WASHINGTON (WDVM) — It’s Inauguration Day 2021, and the scenes in our nation’s capital are more reminiscent of a war-torn country than a beacon of democracy. It can be difficult just to look at the pictures of the temporary “norm” in Washington D.C., but having to experience it firsthand, either because you work or live in the District, brings the anxiety — and astonishment — to a completely different level.
Mike Bergeron is an architect who’s lived and worked in Silver Spring, Maryland for over three decades. Witnessing the militarization in the city left him practically speechless. “This is just crazy. It’s uncalled for. It’s crazy,” he said.
The COVID-19 pandemic already had enough force to make this year’s swearing-in ceremony untraditional, but add the insurrection two weeks ago at the Capitol building, and you have an event that even historians struggle to compare with the past.
“It’s amazing, I never thought there’d be a day that I’d see tanks on the streets of Washington D.C., blocking our Nation’s Capital and our seat of government,” said Jimmy Alexander, a contributor for WDVM’s sister station, DCW50. Alexander has lived and worked in Washington D.C. since 1997 — he’s lived through the highs and the lows, but seeing the extensive street closures and hefty military presence has left him in utter shock.

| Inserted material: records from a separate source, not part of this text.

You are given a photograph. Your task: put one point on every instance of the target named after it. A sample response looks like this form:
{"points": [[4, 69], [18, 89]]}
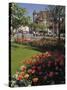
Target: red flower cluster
{"points": [[43, 68], [24, 40]]}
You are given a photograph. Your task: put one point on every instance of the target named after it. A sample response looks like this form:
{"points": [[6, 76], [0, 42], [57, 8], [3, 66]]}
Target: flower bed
{"points": [[23, 40], [42, 69]]}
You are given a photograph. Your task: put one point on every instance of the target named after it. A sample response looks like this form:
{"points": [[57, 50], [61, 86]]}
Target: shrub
{"points": [[42, 69]]}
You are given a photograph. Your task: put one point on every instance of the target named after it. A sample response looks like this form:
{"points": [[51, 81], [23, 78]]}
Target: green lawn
{"points": [[20, 53]]}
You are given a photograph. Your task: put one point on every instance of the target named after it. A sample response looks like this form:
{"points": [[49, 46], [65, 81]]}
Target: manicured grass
{"points": [[20, 53]]}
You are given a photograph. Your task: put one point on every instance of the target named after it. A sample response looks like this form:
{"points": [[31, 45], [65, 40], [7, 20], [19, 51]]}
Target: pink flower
{"points": [[35, 80], [23, 68], [51, 74]]}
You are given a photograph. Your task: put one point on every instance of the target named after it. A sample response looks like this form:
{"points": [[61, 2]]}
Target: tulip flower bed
{"points": [[23, 40], [43, 69]]}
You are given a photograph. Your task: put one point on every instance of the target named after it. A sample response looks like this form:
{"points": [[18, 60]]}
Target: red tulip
{"points": [[26, 76]]}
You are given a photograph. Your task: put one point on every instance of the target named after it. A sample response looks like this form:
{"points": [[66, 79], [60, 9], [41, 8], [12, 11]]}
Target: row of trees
{"points": [[19, 17]]}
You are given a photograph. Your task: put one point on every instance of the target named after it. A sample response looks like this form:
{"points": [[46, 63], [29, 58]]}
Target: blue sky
{"points": [[31, 7]]}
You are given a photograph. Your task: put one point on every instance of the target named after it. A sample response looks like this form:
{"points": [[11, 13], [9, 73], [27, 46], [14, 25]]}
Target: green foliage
{"points": [[18, 16]]}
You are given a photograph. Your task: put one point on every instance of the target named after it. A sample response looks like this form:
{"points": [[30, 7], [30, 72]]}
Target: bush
{"points": [[42, 69]]}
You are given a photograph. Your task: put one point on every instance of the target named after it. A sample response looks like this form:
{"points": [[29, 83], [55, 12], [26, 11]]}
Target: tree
{"points": [[58, 13]]}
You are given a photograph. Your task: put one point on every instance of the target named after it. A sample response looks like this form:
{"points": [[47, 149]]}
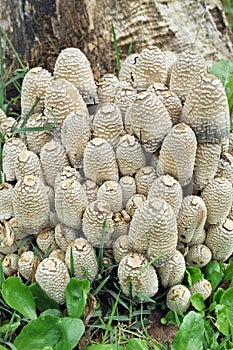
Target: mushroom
{"points": [[75, 134], [111, 192], [169, 189], [177, 154], [72, 65], [198, 255], [202, 287], [206, 164], [191, 218], [172, 272], [99, 162], [31, 205], [186, 71], [153, 231], [219, 240], [130, 155], [206, 110], [178, 298], [149, 119], [217, 196], [96, 214], [136, 275], [84, 259], [144, 178], [52, 275]]}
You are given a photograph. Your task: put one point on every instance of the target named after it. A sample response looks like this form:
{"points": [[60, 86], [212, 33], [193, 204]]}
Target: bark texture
{"points": [[39, 29]]}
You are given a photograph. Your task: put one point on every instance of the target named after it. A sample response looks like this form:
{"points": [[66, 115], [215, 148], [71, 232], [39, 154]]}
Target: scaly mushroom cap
{"points": [[31, 205], [144, 178], [219, 239], [178, 298], [120, 248], [149, 119], [202, 287], [198, 255], [37, 139], [93, 220], [135, 202], [206, 110], [53, 276], [126, 67], [64, 236], [70, 202], [132, 268], [125, 96], [6, 205], [34, 86], [187, 70], [73, 65], [10, 264], [149, 68], [53, 158], [75, 134], [46, 240], [85, 262], [111, 192], [217, 196], [153, 231], [172, 272], [128, 186], [61, 99], [206, 164], [107, 123], [177, 155], [28, 163], [191, 218], [130, 155], [99, 162], [10, 150], [169, 189]]}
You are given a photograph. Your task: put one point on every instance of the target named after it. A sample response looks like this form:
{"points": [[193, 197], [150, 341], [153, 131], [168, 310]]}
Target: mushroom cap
{"points": [[206, 163], [178, 298], [130, 155], [177, 154], [132, 267], [99, 162], [206, 110], [153, 231], [217, 196], [75, 134], [53, 276], [219, 239], [191, 218], [149, 119], [172, 272], [85, 262]]}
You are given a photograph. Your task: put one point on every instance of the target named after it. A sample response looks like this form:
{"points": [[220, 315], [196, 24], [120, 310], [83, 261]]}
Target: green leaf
{"points": [[197, 301], [42, 300], [39, 333], [72, 330], [136, 344], [214, 272], [76, 296], [19, 297], [191, 333]]}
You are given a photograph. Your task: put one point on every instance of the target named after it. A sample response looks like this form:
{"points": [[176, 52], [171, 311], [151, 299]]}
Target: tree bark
{"points": [[39, 29]]}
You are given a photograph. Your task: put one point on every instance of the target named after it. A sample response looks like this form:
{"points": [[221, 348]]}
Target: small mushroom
{"points": [[53, 276], [134, 269], [178, 298], [85, 262]]}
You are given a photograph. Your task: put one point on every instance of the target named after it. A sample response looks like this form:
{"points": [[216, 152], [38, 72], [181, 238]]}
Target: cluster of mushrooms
{"points": [[149, 156]]}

“It’s sad, when you see the razor wire as we’re watching right now… being put up like it’s a prison. It’s just unthinkable that this could happen in the United States.”Jimmy Alexander
On any normal day, the streets around the Capitol complex are bustling. Pedestrians are able to walk right up to the Capitol building themselves and check it out — you can get much closer to the Capitol itself than the White House. But, as we’re constantly reminded, we are not living in normal times. Crews started their work about one week early, erecting 8-foot steel fences topped with razor-wiring to line the Capitol and National Mall.
25,000 National Guard troops were deployed into D.C. from every state. Their task? Assuring a smooth and peaceful transition of power.
“But now I’m just roaming around the streets. And just, the feel of silence… of no noise… it irks you,” said Bergeron. “It’s going to be in my memory for sure.”
Alexander believes that a powerful message can be learned from all of this.
“We aren’t enemies. I think that’s the key. We are not enemies of somebody just because they have a different political affiliation. I don’t care if you’re Republican, Democrat, Libertarian, or Vegetarian,” he said. “We have more in common than we don’t.”